Spokesman John Lindsey said electrical service went out throughout the area at 12:46 a.m., affecting 4,845 accounts. Power was restored at 7:40 a.m.
Frequently, when electrical service goes out on the densely forested North Coast, it’s because a tree or limb fell onto a power line during a storm. That was not the case this time, but determining the cause for this weird outage is proving to be tricky.
Lindsey said crews went up and down the lines that night and tracked the system, but found no equipment failures. The linemen “did some switching and backfilled” the electricity from one North Coast substation area to another, and “apparently that’s when the power came back on.”
He said it’s still not known if there was a link between a planned overnight outage for repairs in San Simeon and the larger interruption in service.
By Tuesday afternoon, the linemen were telling Lindsey that the possible cause of the outage was “a bad jumper or voltage regulator.” By late afternoon, he still hadn’t been told where that faulty equipment had been.
However, when Alex de Alba of Cambria was driving home about 1 a.m. Monday, he saw a spot fire around a power pole in the area between San Geronimo Creek and Villa Creek. He pulled over and called 911.
PG&E officials told Lindsey on Tuesday that “absolutely no fire was linked to the outage” in Cambria and northern Cayucos.

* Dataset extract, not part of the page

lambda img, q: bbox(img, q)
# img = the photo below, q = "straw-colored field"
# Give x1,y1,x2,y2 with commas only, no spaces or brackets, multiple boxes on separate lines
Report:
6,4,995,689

According to Cal Fire Battalion Chief Zach Nichols, crews took the call at 12:53 a.m. Monday. Firefighters extinguished the small fire in less than an hour.
Cayucos Fire Department firefighters reported to Assistant Chief Howard Sanford that the small blaze was “burning very slowly between the road and a plowed field, with no potential to go anywhere.”
De Alba said when he saw the site again in daylight, he realized that the farming area had recently been prepared for planting, and that the freshly turned dirt may have helped to keep the fire small.
Apparently, no investigator was available to officially determine the cause of the fire. But Nichols said that, by the process of elimination, the electrical equipment on the pole could have been the cause, perhaps a faulty transformer or a fuse.
“The lines were intact. It wasn’t windy,” he said. “There were no trees around, nothing was around the area. The fire was close to the pole,” rather than mid-span where lines can arc together in high winds.
During the power outage, some customers also noted that their AT&T and Charter cellular and cable service had gone out, which created extra worries due to high wildfire risk during the hot, dry weather.
Social media posters who ventured outside that night to check for fire, wind gusts or other potential causes said later how eerie the warmer-than-usual, dark-of-night scene had been, with virtually no wind and a waning moon that left the setting quite dark and extremely quiet.
And, as one commuter-to-SLO posted after she missed her early-morning, alarm-clock wake-up call, the outage made “Monday even more Monday-ey.”